Is adhesiolysis effective in relieving chronic pelvic pain?
The subjects of pelvic adhesions and chronic pelvic pain are complicated by many confounding factors and before any meaningful answers could be given, the following points should be addressed first in each individual case to help with decision making:
What was the initial cause of the pelvic adhesions?
Which organs are involved with these adhesions and to what extent?
Are we dealing with thin or thick adhesions?
Is there an active background progressive pathology like endometriosis or PID or are they ‘stand alone mature’ adhesions following surgery?
Is there a fertility issue on top of chronic pelvic pain?
Would adhesiolysis be necessary before another definitive surgical procedure could be done?
Has adhesiolysis been attempted before?
How much of the pain is related to the adhesions or to another underlying cause and how much of it has already become neuropathic?
What is the psychological predisposition of the patient and her pain threshold?
It has already been found that identifying and dealing with a single pelvic pathology would most likely be unsuccessful in treating chronic pelvic pain [Butrick CW, 2007] as it is usually caused by many pain generators. This statement is valid for adhesiolysis as it deals only with pelvic adhesions while other pain generators might not be addressed at the same time. The following answers could be given bearing in mind all these factors and the information given under the different sections related to adhesion caused by endometriosis, surgery and PID.
The evidence available now confirms the fact that adhesions could cause different types of pelvic pain especially if the bowel is involved or if they are associated with endometriosis or PID. Furthermore, ovarian adhesions with endometriomas have been shown to cause more pain than isolated endometriomas [Leng et al, 2007]
Adhesiolysis is not useful for the total abolition of chronic pelvic pain in many cases as it is mostly caused by many factors rather than one cause. However, it could give transient pain relief but recurrence of both adhesions and pelvic pain is usual. Nevertheless, it could be effective in reducing pain intensity if it has been combined with such procedures as excision of rectovaginal or uterosacral endometriosis. It is also effective to different degrees in relieving intestinal obstruction.

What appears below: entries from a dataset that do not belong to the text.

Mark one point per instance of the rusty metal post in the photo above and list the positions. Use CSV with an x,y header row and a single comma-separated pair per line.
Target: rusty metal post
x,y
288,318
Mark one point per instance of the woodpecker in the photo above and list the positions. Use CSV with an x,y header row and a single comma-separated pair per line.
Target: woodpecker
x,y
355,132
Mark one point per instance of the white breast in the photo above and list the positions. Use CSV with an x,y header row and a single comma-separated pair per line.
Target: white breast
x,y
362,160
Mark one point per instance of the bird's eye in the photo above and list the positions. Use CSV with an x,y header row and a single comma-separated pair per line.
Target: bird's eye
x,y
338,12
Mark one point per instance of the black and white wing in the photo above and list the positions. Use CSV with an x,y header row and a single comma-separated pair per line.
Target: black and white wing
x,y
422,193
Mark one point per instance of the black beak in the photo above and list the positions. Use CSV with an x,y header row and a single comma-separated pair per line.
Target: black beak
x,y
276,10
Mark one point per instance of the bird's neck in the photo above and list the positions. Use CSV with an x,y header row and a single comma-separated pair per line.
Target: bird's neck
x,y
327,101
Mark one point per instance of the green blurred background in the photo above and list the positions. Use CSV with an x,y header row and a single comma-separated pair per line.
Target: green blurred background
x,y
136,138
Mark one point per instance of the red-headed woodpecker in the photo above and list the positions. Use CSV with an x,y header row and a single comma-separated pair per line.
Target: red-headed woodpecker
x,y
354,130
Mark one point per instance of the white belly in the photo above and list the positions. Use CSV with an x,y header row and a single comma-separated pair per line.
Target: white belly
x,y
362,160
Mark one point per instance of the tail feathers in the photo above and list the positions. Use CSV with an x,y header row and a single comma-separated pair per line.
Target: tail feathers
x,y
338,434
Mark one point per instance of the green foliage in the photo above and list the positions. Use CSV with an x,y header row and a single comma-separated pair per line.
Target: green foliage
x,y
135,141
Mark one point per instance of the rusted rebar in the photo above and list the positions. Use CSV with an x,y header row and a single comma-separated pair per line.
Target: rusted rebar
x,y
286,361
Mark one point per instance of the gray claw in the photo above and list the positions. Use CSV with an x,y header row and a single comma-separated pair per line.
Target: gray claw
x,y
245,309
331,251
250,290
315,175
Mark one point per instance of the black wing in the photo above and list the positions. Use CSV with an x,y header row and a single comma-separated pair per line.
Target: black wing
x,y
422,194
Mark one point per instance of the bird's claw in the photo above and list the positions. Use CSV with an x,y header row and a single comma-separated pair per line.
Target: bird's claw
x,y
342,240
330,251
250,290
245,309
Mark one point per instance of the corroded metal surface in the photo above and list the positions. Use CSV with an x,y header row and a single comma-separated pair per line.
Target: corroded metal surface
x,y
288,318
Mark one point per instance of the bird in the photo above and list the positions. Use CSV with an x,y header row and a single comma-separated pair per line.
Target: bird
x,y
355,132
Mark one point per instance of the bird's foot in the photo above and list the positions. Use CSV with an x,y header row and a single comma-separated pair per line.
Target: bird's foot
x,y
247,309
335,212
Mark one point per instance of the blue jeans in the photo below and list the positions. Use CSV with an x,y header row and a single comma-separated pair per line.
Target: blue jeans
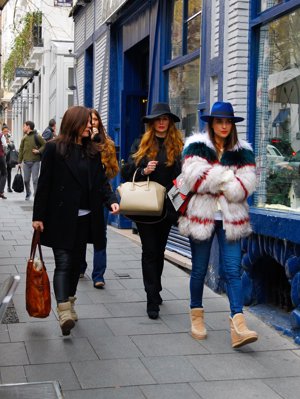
x,y
230,268
99,261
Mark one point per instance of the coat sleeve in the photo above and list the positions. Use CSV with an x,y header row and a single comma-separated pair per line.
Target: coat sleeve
x,y
42,195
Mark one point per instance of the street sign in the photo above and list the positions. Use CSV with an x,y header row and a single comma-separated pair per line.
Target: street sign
x,y
24,72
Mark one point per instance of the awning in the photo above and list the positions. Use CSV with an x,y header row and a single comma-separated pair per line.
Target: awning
x,y
281,117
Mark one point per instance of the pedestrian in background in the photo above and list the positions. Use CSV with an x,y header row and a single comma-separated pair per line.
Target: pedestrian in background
x,y
3,170
31,147
50,132
219,169
68,205
156,155
107,149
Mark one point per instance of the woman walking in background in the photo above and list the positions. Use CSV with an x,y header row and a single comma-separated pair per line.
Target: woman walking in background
x,y
157,155
68,206
219,169
109,160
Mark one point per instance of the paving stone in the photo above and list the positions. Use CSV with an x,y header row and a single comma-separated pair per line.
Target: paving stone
x,y
111,373
167,391
61,372
13,354
248,389
59,350
134,325
171,369
13,374
287,388
109,347
168,344
106,393
228,366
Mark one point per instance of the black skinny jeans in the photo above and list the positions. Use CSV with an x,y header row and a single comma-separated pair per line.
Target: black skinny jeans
x,y
67,262
154,239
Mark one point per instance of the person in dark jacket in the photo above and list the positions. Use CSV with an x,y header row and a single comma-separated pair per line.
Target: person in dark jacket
x,y
157,155
68,205
49,133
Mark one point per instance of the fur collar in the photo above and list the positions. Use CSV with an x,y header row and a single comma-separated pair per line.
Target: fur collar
x,y
204,138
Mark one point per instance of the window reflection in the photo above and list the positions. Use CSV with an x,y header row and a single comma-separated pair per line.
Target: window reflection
x,y
184,94
278,117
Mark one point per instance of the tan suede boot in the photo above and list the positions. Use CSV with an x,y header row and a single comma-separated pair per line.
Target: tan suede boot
x,y
240,334
72,299
66,321
198,329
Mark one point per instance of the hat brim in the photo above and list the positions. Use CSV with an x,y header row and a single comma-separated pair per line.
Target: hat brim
x,y
149,118
207,118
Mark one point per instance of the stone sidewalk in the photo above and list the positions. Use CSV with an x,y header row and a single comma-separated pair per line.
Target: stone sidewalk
x,y
116,352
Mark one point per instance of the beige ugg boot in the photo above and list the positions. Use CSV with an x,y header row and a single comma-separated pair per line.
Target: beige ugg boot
x,y
72,299
66,321
198,329
240,334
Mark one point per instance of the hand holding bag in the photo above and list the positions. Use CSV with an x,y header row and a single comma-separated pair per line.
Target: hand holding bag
x,y
18,183
145,198
38,297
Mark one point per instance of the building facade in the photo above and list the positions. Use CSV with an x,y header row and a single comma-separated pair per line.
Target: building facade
x,y
38,86
131,54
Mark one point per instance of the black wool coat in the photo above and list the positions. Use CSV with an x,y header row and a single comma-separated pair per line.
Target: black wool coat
x,y
57,199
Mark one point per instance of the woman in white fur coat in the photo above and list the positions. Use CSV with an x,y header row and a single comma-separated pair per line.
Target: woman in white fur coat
x,y
220,170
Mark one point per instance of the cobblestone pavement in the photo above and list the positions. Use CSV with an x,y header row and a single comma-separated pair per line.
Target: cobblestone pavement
x,y
116,352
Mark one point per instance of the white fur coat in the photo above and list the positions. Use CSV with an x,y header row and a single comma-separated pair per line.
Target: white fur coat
x,y
229,181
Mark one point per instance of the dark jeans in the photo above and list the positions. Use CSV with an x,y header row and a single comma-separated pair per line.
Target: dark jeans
x,y
3,174
9,168
67,262
154,239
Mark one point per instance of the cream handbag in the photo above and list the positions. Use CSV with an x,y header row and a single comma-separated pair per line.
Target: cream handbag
x,y
145,198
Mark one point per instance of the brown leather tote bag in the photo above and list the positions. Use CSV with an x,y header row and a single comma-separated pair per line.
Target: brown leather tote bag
x,y
38,297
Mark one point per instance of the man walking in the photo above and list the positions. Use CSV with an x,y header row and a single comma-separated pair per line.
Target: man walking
x,y
50,132
3,171
31,148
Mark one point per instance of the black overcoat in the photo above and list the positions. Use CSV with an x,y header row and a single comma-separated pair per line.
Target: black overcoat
x,y
57,199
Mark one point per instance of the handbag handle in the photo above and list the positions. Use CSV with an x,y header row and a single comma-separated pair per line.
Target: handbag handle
x,y
36,242
133,180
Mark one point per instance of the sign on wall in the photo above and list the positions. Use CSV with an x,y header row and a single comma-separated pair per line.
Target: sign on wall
x,y
109,7
67,3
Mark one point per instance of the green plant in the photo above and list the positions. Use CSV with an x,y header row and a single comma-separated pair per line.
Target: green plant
x,y
22,46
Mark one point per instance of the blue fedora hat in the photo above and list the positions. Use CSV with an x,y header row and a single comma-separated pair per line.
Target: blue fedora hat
x,y
221,110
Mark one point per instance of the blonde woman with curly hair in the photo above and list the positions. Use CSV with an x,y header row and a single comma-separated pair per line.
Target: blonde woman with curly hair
x,y
109,160
156,154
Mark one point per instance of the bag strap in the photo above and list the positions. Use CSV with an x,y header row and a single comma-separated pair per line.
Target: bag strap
x,y
36,242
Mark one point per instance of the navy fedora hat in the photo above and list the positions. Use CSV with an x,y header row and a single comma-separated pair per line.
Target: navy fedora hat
x,y
221,110
160,109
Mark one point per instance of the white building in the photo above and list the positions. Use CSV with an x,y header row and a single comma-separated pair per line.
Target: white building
x,y
46,92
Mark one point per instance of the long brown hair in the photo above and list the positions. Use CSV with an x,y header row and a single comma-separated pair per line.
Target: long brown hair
x,y
230,140
149,146
72,125
107,149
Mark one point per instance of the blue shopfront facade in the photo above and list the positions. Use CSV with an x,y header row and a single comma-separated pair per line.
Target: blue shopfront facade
x,y
192,53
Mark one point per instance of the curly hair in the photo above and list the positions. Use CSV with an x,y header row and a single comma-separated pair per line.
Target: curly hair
x,y
107,149
149,147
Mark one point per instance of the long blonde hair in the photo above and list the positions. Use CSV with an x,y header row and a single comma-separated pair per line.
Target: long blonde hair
x,y
149,147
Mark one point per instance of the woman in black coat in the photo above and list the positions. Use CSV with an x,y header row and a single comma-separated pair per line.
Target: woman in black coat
x,y
157,155
68,205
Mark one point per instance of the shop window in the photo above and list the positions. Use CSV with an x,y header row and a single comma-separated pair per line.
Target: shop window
x,y
184,94
186,27
265,4
278,116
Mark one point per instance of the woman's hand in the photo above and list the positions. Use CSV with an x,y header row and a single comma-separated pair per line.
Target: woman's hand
x,y
150,167
38,225
114,208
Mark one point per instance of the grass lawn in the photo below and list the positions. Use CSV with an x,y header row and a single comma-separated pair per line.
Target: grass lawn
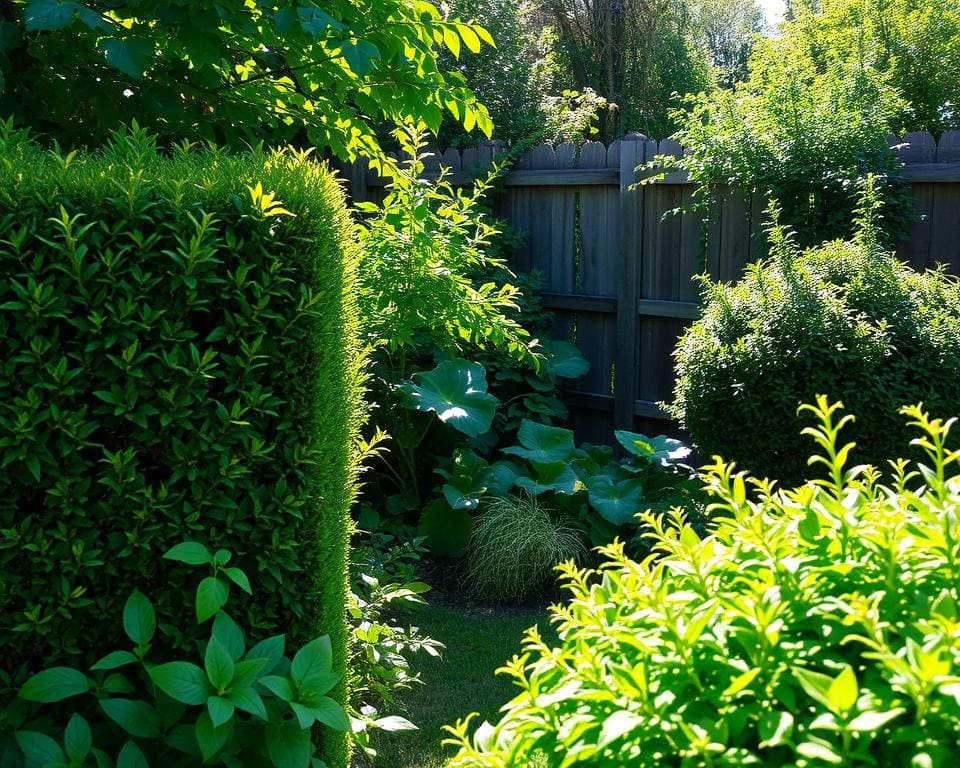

One can also give the following additional points for consideration:
Treatment of bowel adhesions to anterior abdominal wall gives pain relief.
Mobilisation of the ovaries also reduces pain intensity.
Treatment of endometriomas involved with adhesions gives more pain relief than treatment of endometriomas not involved with adhesions.
Adhesions recur more readily after treatment of endometriosis involved with adhesions than treatment of endometriosis alone or adhesions alone. This emphasises the role of the underlying pathology in causing adhesions
Thick adhesions recur more readily than thin adhesions.
On a different note, adhesiolysis may help in improving the fertility potential of many patients, so long as there was no significant tubal damage. Successful outcome has been shown to be inversely related to the severity of the adhesions. The risk of ectopic pregnancies can be increased in such cases.
This section can be concluded by stating that prevention of postoperative adhesions formation is only possible by stopping all surgical operations. Since this is not a viable option, unnecessary interventions should be avoided and preventative measures to reduce adhesions formation should always be implemented, irrespective of the type of the surgical procedure performed. Furthermore, each case should be considered separately in a risk / benefit assessment protocol before making any decisions whether to operate or not to operate in patients with pelvic adhesions.